This, if what we have heard be true, should suffice. But if my dream be true, then a hundred legions will not suffice. For the dream I dreamed was the most wonderful that ever tormented the brain even of Caesar. And Caesar has dreamed some strange things in his time.’
‘And if you hadn’t told Caesar all that about how things are now, he’d never have invaded Britain,’ said Robert to Jane as they sat down to tea.
‘Oh, nonsense,’ said Anthea, pouring out; ‘it was all settled hundreds of years ago.’
‘I don’t know,’ said Cyril. ‘Jam, please. This about time being only a thingummy of thought is very confusIng. If everything happens at the same time–‘
‘It CAN’T!’ said Anthea stoutly, ‘the present’s the present and the past’s the past.’
‘Not always,’ said Cyril.
‘When we were in the Past the present was the future. Now then!’ he added triumphantly.
And Anthea could not deny it.
‘I should have liked to see more of the camp,’ said Robert.
‘Yes, we didn’t get much for our money–but Imogen is happy, that’s one thing,’ said Anthea. ‘We left her happy in the Past. I’ve often seen about people being happy in the Past, in poetry books. I see what it means now.’
‘It’s not a bad idea,’ said the Psammead sleepily, putting its head out of its bag and taking it in again suddenly, ‘being left in the Past.’

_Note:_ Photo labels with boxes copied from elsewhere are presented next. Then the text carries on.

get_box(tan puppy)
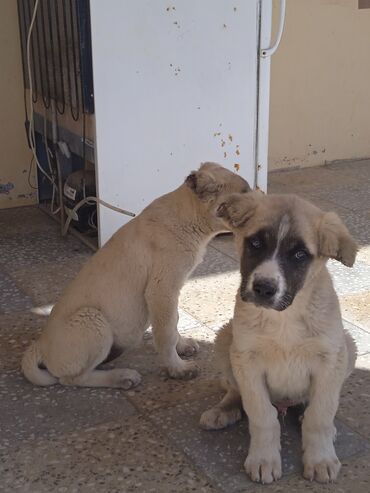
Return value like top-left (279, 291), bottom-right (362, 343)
top-left (22, 163), bottom-right (250, 389)
top-left (201, 192), bottom-right (357, 483)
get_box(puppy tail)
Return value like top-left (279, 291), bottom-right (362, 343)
top-left (344, 330), bottom-right (357, 378)
top-left (22, 341), bottom-right (58, 387)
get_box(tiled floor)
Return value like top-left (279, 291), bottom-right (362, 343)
top-left (0, 161), bottom-right (370, 493)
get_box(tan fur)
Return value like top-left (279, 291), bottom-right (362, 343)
top-left (22, 163), bottom-right (249, 389)
top-left (201, 193), bottom-right (357, 483)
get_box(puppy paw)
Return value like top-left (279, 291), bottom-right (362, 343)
top-left (167, 361), bottom-right (199, 380)
top-left (244, 450), bottom-right (281, 484)
top-left (112, 369), bottom-right (141, 390)
top-left (199, 406), bottom-right (242, 430)
top-left (176, 337), bottom-right (199, 356)
top-left (303, 452), bottom-right (341, 483)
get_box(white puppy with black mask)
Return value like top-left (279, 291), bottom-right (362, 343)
top-left (200, 192), bottom-right (357, 483)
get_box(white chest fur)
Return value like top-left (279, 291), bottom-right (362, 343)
top-left (232, 311), bottom-right (324, 401)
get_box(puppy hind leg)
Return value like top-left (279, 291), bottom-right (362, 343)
top-left (145, 285), bottom-right (198, 380)
top-left (199, 387), bottom-right (243, 430)
top-left (45, 308), bottom-right (141, 390)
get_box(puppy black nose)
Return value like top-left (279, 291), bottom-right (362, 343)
top-left (253, 279), bottom-right (277, 299)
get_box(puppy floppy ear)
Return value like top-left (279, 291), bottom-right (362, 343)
top-left (216, 191), bottom-right (263, 228)
top-left (185, 169), bottom-right (222, 202)
top-left (319, 212), bottom-right (358, 267)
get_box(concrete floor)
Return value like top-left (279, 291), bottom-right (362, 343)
top-left (0, 161), bottom-right (370, 493)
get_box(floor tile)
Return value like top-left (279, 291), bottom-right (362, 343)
top-left (343, 320), bottom-right (370, 356)
top-left (338, 353), bottom-right (370, 440)
top-left (328, 260), bottom-right (370, 296)
top-left (0, 416), bottom-right (216, 493)
top-left (151, 397), bottom-right (369, 493)
top-left (264, 454), bottom-right (370, 493)
top-left (190, 246), bottom-right (239, 279)
top-left (339, 291), bottom-right (370, 332)
top-left (0, 206), bottom-right (60, 237)
top-left (179, 271), bottom-right (240, 328)
top-left (0, 370), bottom-right (135, 448)
top-left (269, 166), bottom-right (359, 195)
top-left (0, 268), bottom-right (33, 313)
top-left (0, 230), bottom-right (91, 275)
top-left (11, 255), bottom-right (88, 306)
top-left (120, 327), bottom-right (219, 412)
top-left (357, 241), bottom-right (370, 265)
top-left (0, 322), bottom-right (43, 370)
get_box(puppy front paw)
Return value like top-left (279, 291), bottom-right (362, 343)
top-left (244, 449), bottom-right (281, 484)
top-left (199, 406), bottom-right (242, 430)
top-left (303, 450), bottom-right (341, 483)
top-left (176, 337), bottom-right (199, 356)
top-left (166, 360), bottom-right (199, 380)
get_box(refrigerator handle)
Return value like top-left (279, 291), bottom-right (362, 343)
top-left (260, 0), bottom-right (286, 58)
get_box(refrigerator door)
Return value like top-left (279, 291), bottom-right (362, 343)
top-left (90, 0), bottom-right (271, 244)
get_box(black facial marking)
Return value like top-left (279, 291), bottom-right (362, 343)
top-left (240, 229), bottom-right (277, 301)
top-left (277, 235), bottom-right (313, 309)
top-left (240, 221), bottom-right (313, 311)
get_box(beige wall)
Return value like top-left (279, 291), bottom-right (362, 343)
top-left (269, 0), bottom-right (370, 169)
top-left (0, 0), bottom-right (36, 208)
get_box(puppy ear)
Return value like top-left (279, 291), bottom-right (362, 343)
top-left (319, 212), bottom-right (358, 267)
top-left (216, 191), bottom-right (262, 228)
top-left (185, 170), bottom-right (222, 202)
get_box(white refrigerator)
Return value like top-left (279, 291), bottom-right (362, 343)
top-left (90, 0), bottom-right (284, 245)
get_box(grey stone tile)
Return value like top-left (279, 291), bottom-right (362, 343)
top-left (328, 260), bottom-right (370, 296)
top-left (0, 322), bottom-right (44, 370)
top-left (151, 396), bottom-right (369, 493)
top-left (264, 454), bottom-right (370, 493)
top-left (339, 291), bottom-right (370, 332)
top-left (343, 320), bottom-right (370, 356)
top-left (340, 209), bottom-right (370, 246)
top-left (338, 353), bottom-right (370, 440)
top-left (0, 230), bottom-right (91, 274)
top-left (179, 246), bottom-right (240, 327)
top-left (120, 327), bottom-right (219, 412)
top-left (356, 242), bottom-right (370, 265)
top-left (0, 266), bottom-right (33, 313)
top-left (0, 416), bottom-right (216, 493)
top-left (179, 271), bottom-right (240, 328)
top-left (177, 308), bottom-right (202, 333)
top-left (0, 370), bottom-right (135, 448)
top-left (269, 166), bottom-right (359, 195)
top-left (11, 255), bottom-right (88, 306)
top-left (190, 246), bottom-right (239, 279)
top-left (0, 206), bottom-right (59, 237)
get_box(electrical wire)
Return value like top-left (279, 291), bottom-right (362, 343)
top-left (26, 0), bottom-right (135, 236)
top-left (27, 154), bottom-right (38, 190)
top-left (62, 196), bottom-right (136, 236)
top-left (27, 0), bottom-right (54, 184)
top-left (44, 108), bottom-right (61, 214)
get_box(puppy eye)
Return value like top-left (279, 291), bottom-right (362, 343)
top-left (294, 250), bottom-right (308, 260)
top-left (249, 236), bottom-right (262, 250)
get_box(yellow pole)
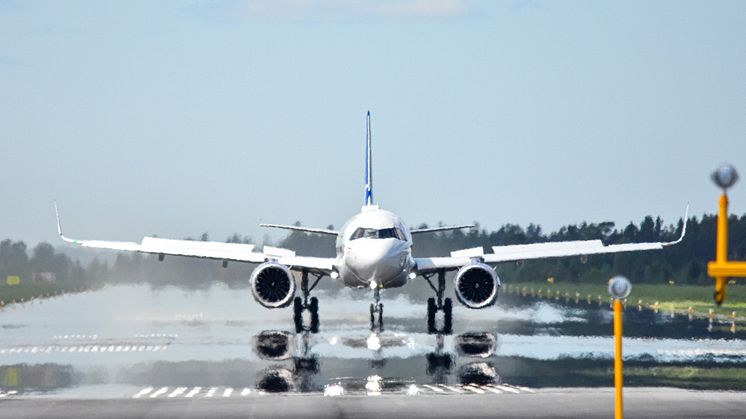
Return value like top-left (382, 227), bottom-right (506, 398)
top-left (614, 298), bottom-right (624, 419)
top-left (715, 192), bottom-right (728, 305)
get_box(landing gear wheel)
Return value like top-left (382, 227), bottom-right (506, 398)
top-left (370, 303), bottom-right (383, 332)
top-left (308, 297), bottom-right (319, 333)
top-left (427, 297), bottom-right (437, 334)
top-left (293, 270), bottom-right (323, 333)
top-left (293, 297), bottom-right (303, 333)
top-left (443, 298), bottom-right (453, 335)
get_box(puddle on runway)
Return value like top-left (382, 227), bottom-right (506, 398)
top-left (0, 285), bottom-right (746, 397)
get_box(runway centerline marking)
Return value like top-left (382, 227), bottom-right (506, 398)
top-left (132, 387), bottom-right (153, 399)
top-left (168, 387), bottom-right (187, 398)
top-left (184, 387), bottom-right (202, 399)
top-left (150, 387), bottom-right (168, 399)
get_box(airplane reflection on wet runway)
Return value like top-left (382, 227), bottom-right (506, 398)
top-left (0, 285), bottom-right (746, 399)
top-left (254, 331), bottom-right (501, 393)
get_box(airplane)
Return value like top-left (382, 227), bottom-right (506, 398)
top-left (54, 112), bottom-right (689, 334)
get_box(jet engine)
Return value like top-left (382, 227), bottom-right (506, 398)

Everyone remembered this afterwards, when–
CHAPTER 11
BEFORE PHARAOH
It was the day after the adventure of Julius Caesar and the Little Black Girl that Cyril, bursting into the bathroom to wash his hands for dinner (you have no idea how dirty they were, for he had been playing shipwrecked mariners all the morning on the leads at the back of the house, where the water-cistern is), found Anthea leaning her elbows on the edge of the bath, and crying steadily into it.
‘Hullo!’ he said, with brotherly concern, ‘what’s up now? Dinner’ll be cold before you’ve got enough salt-water for a bath.’
‘Go away,’ said Anthea fiercely. ‘I hate you! I hate everybody!’
There was a stricken pause.
‘_I_ didn’t know,’ said Cyril tamely.
‘Nobody ever does know anything,’ sobbed Anthea.
‘I didn’t know you were waxy. I thought you’d just hurt your fingers with the tap again like you did last week,’ Cyril carefully explained.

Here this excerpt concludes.